Ahí iba yo, meditando en peores cosas que éstas, cuando al llegar al portón de mi edificio pude escuchar ruidos de movimientos bruscos, como de un racimo de gatos escapando de mi presencia. Me detuve un poco asustado, he de aceptar al paso de los años, cómo no. Y ya que sentí cómo la noche volvía a serenar mi adrenalina, me dispuse a introducir la llave del portón y abrirlo. El manojo de gatos se materializó, merlinalmente, en las sombras y los reflejos de una pareja rechoncha que retozaba desnuda en las escaleras del primer descanso.

Grité. Luego me sorprendió que se sorprendieran con mi actuar tan natural, y la dama, que dominaba la escena misionera, se puso de pie de inmediato para correr gritando, con sus prendas en mano, hacia su casa: el departamento 2, a un lado del umbral donde me encontraba atónito, descubriendo sobre la marcha cómo la señora Almazán resolvía el problema del espacio en su casa, con dos hijas grandes maduronas, un chiquilín de seis años, dos gatos albinos y su esposo que, diligente, mientras mi cerebro operaba esta horrible imagen, recogía mis llaves para entregármelas, pues me quedé hecho una piedra que no supo ni qué hacer. Él, que tenía todo bajo control, sonrió y agregó: “Allá adentro no hay cómo, ni dónde y ni modo”.

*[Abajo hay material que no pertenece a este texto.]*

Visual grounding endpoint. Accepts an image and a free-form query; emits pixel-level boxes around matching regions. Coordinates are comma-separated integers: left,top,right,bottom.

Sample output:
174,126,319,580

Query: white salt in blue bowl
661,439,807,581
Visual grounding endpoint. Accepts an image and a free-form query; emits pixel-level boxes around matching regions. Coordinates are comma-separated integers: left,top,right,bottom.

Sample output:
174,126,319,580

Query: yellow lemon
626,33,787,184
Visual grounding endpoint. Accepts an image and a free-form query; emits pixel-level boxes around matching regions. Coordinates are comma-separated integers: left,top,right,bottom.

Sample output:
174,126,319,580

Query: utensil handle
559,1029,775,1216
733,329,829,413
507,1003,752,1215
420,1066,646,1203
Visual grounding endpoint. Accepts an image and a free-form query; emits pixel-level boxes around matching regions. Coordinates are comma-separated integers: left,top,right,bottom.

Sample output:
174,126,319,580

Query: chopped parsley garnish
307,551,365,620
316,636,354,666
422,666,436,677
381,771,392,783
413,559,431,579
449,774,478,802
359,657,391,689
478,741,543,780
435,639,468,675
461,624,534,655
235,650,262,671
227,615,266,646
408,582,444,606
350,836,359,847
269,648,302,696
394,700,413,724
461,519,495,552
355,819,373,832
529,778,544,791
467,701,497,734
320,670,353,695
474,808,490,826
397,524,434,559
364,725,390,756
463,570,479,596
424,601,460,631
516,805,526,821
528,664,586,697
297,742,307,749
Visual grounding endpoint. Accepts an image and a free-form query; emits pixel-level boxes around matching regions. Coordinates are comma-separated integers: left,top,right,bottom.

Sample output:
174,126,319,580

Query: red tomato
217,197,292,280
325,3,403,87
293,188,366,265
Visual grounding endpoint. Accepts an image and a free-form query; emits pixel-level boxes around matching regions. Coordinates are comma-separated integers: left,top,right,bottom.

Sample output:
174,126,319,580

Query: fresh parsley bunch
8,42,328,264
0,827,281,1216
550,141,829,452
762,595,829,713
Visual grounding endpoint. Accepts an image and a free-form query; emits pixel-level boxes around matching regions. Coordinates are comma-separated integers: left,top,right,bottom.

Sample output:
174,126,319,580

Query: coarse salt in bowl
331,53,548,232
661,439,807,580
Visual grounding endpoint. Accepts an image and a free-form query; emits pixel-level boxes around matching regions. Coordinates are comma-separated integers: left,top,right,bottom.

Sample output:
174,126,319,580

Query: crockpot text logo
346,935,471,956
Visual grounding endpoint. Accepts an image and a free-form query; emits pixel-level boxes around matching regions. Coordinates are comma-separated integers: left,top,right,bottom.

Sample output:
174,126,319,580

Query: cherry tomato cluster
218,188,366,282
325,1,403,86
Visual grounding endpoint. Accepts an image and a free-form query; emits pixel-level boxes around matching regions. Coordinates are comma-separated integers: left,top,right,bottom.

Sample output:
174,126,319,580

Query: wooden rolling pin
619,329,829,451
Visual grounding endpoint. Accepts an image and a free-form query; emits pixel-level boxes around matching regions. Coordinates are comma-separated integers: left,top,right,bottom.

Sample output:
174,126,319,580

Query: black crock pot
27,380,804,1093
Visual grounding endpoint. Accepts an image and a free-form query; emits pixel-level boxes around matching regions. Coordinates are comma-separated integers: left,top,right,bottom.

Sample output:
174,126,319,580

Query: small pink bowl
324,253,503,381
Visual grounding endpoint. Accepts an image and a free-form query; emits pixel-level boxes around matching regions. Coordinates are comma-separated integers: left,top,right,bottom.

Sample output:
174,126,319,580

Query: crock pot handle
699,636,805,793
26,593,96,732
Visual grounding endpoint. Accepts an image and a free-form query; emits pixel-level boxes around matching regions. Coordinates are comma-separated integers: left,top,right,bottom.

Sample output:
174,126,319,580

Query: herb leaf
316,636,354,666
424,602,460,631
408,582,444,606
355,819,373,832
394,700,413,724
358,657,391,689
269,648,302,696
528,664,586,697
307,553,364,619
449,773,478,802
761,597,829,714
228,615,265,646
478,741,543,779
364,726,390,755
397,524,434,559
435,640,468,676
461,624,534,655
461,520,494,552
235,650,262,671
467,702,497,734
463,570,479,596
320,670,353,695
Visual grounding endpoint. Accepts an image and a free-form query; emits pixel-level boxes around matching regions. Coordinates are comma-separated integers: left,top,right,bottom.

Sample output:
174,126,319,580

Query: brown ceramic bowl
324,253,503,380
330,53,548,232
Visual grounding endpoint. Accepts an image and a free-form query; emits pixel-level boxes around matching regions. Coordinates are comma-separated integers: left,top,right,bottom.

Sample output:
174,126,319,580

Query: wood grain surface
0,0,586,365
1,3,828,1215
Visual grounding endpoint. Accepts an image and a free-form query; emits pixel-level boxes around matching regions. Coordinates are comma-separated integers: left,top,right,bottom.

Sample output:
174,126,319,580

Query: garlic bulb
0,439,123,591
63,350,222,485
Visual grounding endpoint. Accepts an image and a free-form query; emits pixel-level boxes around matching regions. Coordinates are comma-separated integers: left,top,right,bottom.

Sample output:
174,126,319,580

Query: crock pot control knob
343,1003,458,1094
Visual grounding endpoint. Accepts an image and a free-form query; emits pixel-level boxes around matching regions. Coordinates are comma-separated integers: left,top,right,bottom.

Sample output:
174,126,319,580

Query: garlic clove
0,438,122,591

Subí pausadamente a mis aposentos. Noté que varios vecinos habían prendido sus luces y hablaban detrás de sus cerrojos oxidados. Yo subí obnubilado y en lo único que pensé al cerrar mi puerta y comenzar a lavarme los ojos con sosa fue: “Ni modo”. Quizá no tenga que aclarar que la familia Almazán cambió un poco su actitud para con mi irresponsable manera de ser vecino. Yo nunca les perdí el asco.